Food service cooperation is helping lower costs for milk
WILLMAR -- Milk bids for the Willmar, New London-Spicer and Montevideo schools were slightly lower this year, possibly some of the first financial impacts of a year-long study into school district cooperation in the region.
The superintendents and education representatives in a large area of central and west central Minnesota have discussed ways to work together to save money while maintaining their identities.
The group has surveyed residents in the area and used grants to hire a facilitator to direct their discussions.
Partly as a result of these discussions, the three districts have agreed to share a food service director. Willmar's Food and Nutrition Services Director Annette Derouin, a registered dietitian, will oversee school meals and menus for the three districts.
Derouin discussed the first milk bid for the Willmar School Board on Monday. One bid, from Kemps, was received.
The larger group did result in some savings, she said. The bid was for 1 cent less per carton than Willmar bid last year. The milk price adjusts through the year to follow the federal milk prices during the year.

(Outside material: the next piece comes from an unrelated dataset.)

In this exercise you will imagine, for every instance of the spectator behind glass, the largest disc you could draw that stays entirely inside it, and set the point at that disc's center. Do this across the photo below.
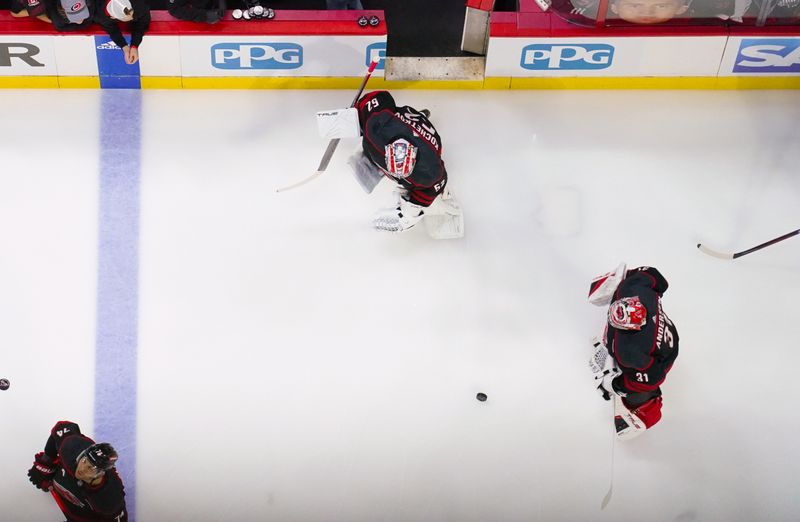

Derouin it's possible there was only one bidder because of the distance between the three schools. "The other companies may have felt they could not be as competitive," she said.
The food service will continue to offer flavored milk to students at lunchtime only, Derouin said. In the coming year, the flavored milk will have 4 grams less sugar.
The three districts have nearly 7,000 students combined. The districts are among the largest of the 17 school districts involved in the regional study. Willmar has about 4,000 students, NLS has 1,460 students, and Montevideo has 1,350 students.
The three school boards approved the cooperative agreement on food service this spring.
The regional study group's steering committee met earlier this month to develop the top three initiatives for future cooperative efforts. The top three are expanding student opportunities through technology and shared services; shared staff development activities in the region; and a focus on enhanced performance and assessment processes.
Willmar Superintendent Jerry Kjergaard, a member of the steering committee, said he thought districts would find a variety of ways to work together in the future.
"We're still working our way through it," he said.
"We could do something regional in staff development," he said, and his preferences are improving instruction and staff development.
The study group's steering committee will continue to meet in the future, Kjergaard said.